Jan sat on the bed, “I mean … kids were making out, probably having sex in the empty bedrooms, doing drugs … they were puking, screaming, passing out here and there … a lot of the kids from school were shocked, I mean that’s not the kind of scene we’re used to … those city kids are crazy.”
“What kind of drugs? Do you see them using drugs?”
“No, but it can’t be just the alcohol, I have no idea how they get the stuff but I know stuff were circulated around the party all night long, and Marlon …” Jan shook her head again.
Hazel was curious, “What?”
“He’s trouble Hazel … that’s all I can say … this is the kind of life he’s used to, and for him to go to our school the way he does is surprising … his friends from the city … they’re all at least 21 years old … they’re not high school kids, he’s hanging out with older kids … legal age … you know what I mean?”
“Uh-huh …” Hazel could only imagine what Jan was describing, it only made her more curious and annoyed at Marlon for not telling her about the party.
All these times Jan was an admirer, a Marlon fangirl, and for her to say something like that, she must’ve seen something that was far from how she perceived him to be.
Hazel had always saw Marlon for what he is, a troubled boy with problematic family background, but a friend nonetheless. Or was he? Would a friend not tell her if he had a party where everyone is invited? Maybe she had misjudged him, maybe she was never his friend, maybe he just saw her as his tutor.
“I can’t believe he didn’t even tell me about the party … that sucks,” Hazel complained.
“Are you going to ask him about it?”
“I’ll give him a piece of my mind when I see him on Monday … I mean … what the hell? Everyone was invited, what does he take me for? His tutor?”
Jan sighed, “Well … technically, you are his tutor, but I thought you guys are friends.”
“Yeah, well, apparently not … maybe I should just give him an earful now,” Hazel reached for her phone.
“I don’t think he’s up,” Jan scoffed, “The last time I saw him … he was laying by the pool with vomit coming out of his mouth, and his ‘friends’ were laughing at him.” Jan quoted the word friends.

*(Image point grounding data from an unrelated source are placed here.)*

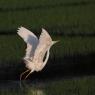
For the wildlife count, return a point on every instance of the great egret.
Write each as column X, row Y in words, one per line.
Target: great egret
column 36, row 49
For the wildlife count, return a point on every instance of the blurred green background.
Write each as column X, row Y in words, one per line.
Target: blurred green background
column 70, row 21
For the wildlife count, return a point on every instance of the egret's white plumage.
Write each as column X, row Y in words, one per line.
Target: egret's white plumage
column 36, row 49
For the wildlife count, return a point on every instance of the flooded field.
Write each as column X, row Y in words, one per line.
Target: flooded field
column 71, row 86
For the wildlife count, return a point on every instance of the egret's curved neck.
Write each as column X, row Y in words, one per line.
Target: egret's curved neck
column 47, row 57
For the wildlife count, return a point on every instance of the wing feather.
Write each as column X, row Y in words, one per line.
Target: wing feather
column 45, row 42
column 30, row 39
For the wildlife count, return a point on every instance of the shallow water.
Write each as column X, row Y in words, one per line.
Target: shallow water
column 71, row 86
column 21, row 88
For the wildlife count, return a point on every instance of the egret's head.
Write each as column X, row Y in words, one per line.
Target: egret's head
column 29, row 64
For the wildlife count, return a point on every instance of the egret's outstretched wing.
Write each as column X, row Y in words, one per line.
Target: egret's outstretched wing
column 45, row 42
column 30, row 39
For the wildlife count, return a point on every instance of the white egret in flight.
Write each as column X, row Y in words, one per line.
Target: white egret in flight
column 36, row 49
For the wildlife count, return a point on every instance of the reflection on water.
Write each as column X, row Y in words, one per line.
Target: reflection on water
column 24, row 88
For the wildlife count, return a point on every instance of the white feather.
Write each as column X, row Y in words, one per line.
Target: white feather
column 30, row 39
column 45, row 43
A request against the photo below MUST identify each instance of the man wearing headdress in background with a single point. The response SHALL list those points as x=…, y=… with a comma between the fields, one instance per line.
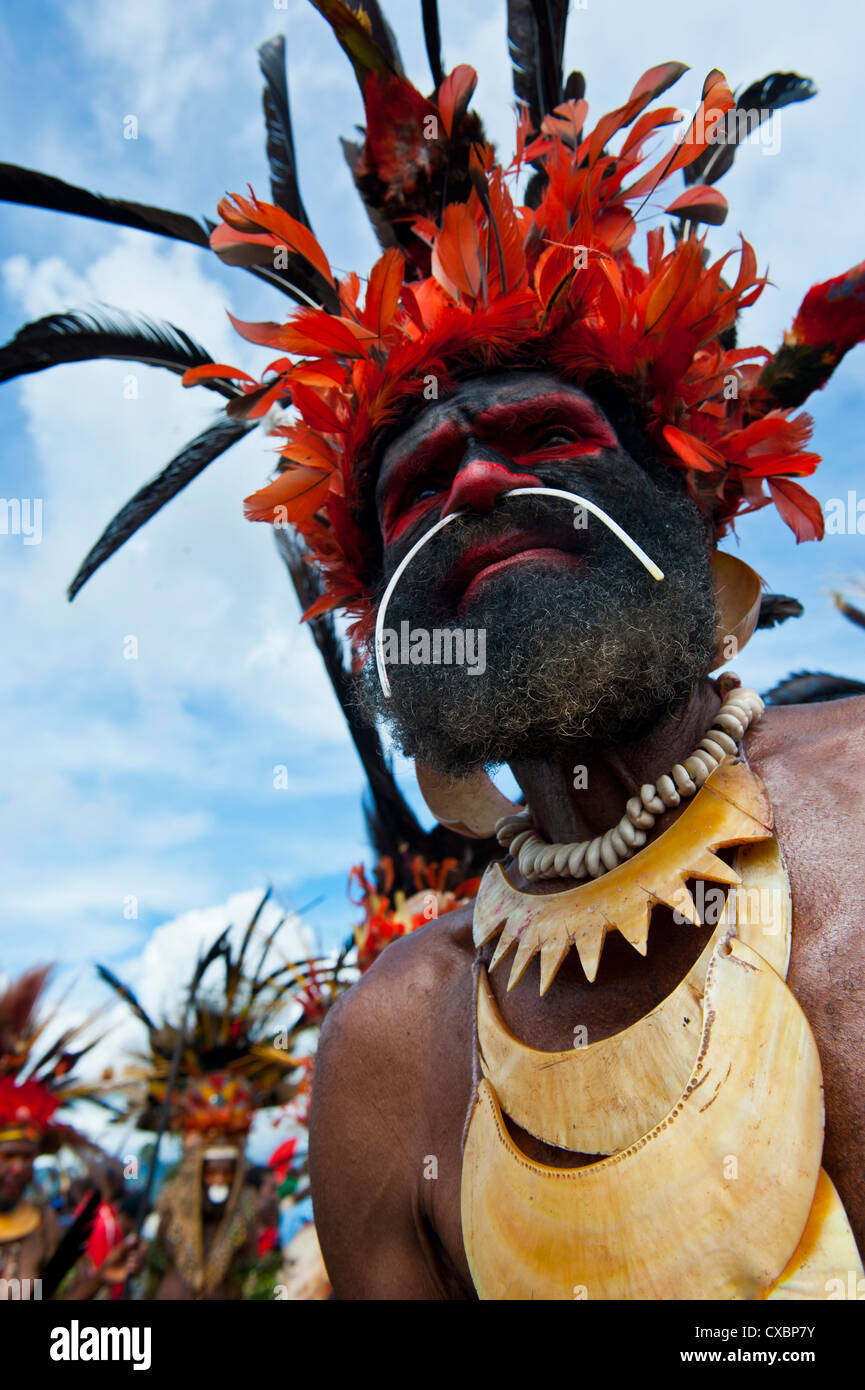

“Is that how you treat your friends? I hope as hell mine aren’t like that … he drank like an elephant the whole time we were there, sticking his tongue to his girl friends simultaneously … not sure if he would remember any of that … after midnight he could barely opened his eyes and his speech was slurred and then he fell forward from his seat and passed out … and his friends just laughed at him like it’s nothing.”
“Oh my God … did anyone help him after?”
“I think they finally took him up to his room, but they were all drunk … they could barely lift him up the stairs … I think it’s a regular thing, they do this all the time … they probably spend the night there … I was pretty drunk myself, we decided to head back not long after Marlon passed out.”
Hazel fell silent, she’d seen him high many times, not completely sober most of the time but never shitfaced drunk. She had never known any 17 year-old boy wanting to be intoxicated as much as Marlon did. She understood that some people do it for fun, but for Marlon, it was more like an escape from the reality he didn’t want to face.